I knew it was only a matter of time before my mom friended me on Facebook.
She was kind enough to send a message in advance to warn she’d opened an account and understood if I though it would be too weird to be Facebook friends. Even my mom knows it’s sticky territory.
Isn’t it strange how someone you know so intimately can seem like the most awkward person to befriend through social networking, yet more than likely, there’s a few dozen people on your Facebook friend list you’ve never even met before?
I was once connected to her by an umbilical cord. Why should Facebook feel awkward?
OK, truthfully it’s not awkward at all. Over the past few years, my Facebook profile has dulled down quite a bit. After graduate school applications, job applications and maturity (I suppose), my profile has been diluted to the point where I’ve got nothing to hide. I could make my profile completely accessible to the public. I’m not going to, but I could.
Think of how cool it must be to be 51 — but not look a day past 34 — and all of the sudden, you’ve got a way to connect with all of your high school friends, your friends who’ve moved away and friends you’ve completely lost touch with?
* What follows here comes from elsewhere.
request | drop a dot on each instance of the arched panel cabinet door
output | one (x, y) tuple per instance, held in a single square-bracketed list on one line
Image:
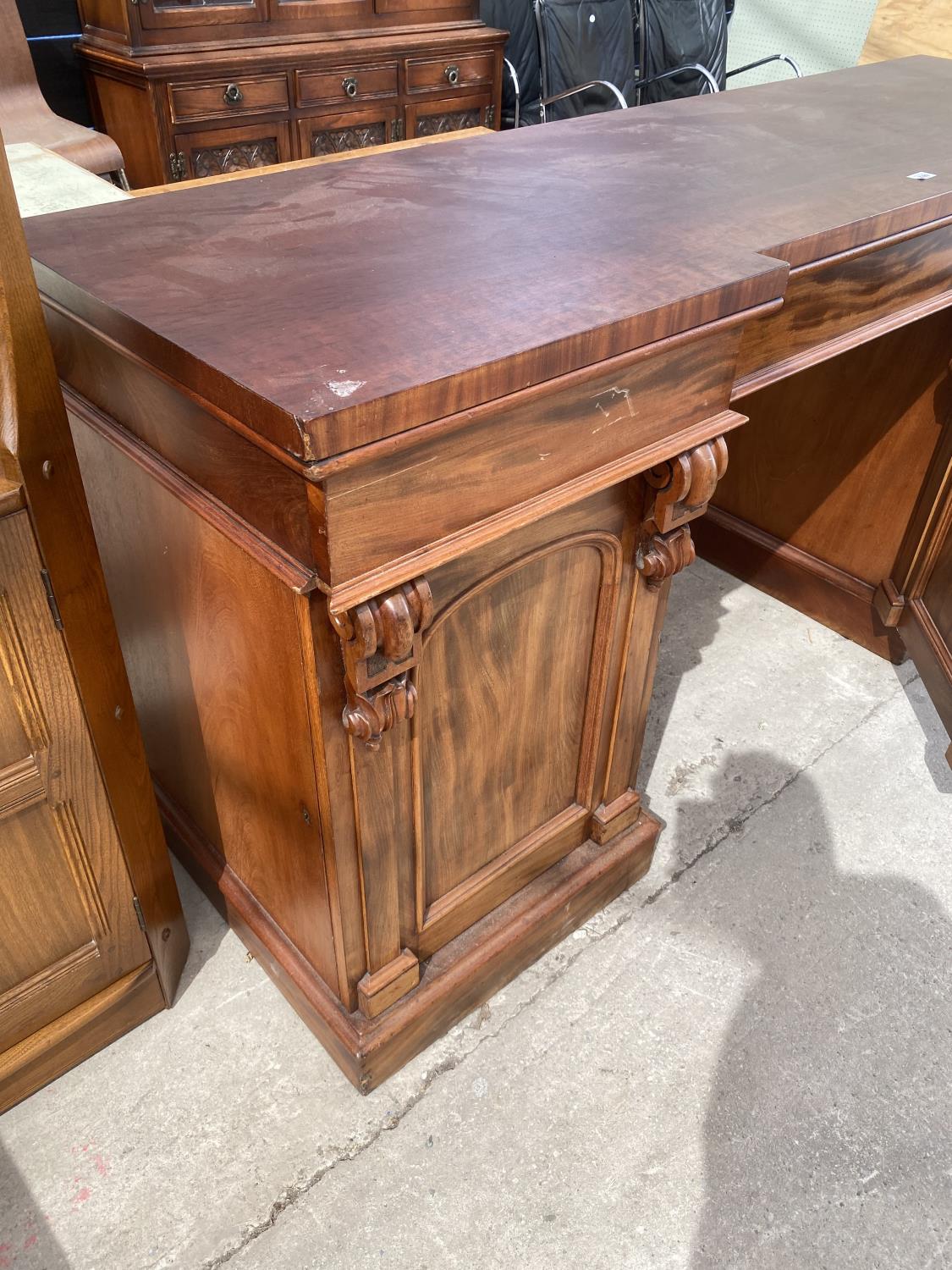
[(515, 667)]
When I got Facebook, I used it to communicate with roommates. It was also a great way of keeping up with friends who’d gone to college elsewhere, friends who had stayed in my hometown and connecting with people I’d just met. College is already a hyper-social environment. Facebook was like kerosene for that fire. I’m not surprised my mom got Facebook. I’m surprised it took this long.
My mom’s going to become addicted. My girlfriend and I probably haven’t done our best job of sending home pictures, but now my mom can just check out my profile. Have a quick question, Mom? Message me. Quick reminder? Use my wall, please. Comment all you want on photos of my girlfriend and I, but keep it reasonable.
The same reason I’m OK with my mom getting Facebook is the same reason Facebook isn’t that much fun anymore. At the ripe old age of 25, most of my peers have watered down their online profile by no longer adding photos, videos, status updates or, well, anything. They’ve grown stagnant (and bored) with Facebook. So, it’s not like my mom’s crashing the party. The party is over. Everyone’s sober. The house has been cleaned. All of my wild friends went to AA. Have I exhausted this metaphor yet?
I used to think Mom joining Facebook would be the impetus for me saying farewell. As if I’d know what to do with an extra two hours each day. As if I could kick it cold turkey. As if I could get by on Twitter alone.
The same person I’ve been to my friends is the same person I’ve always been to my mom. I’ve never felt the need nor have I ever been asked to censor myself in her presence. If anything, now my mom gets a better take on what’s going on with my life here in Portland. No big deal.
Sorry, AT&T — we won’t be needing you as much anymore.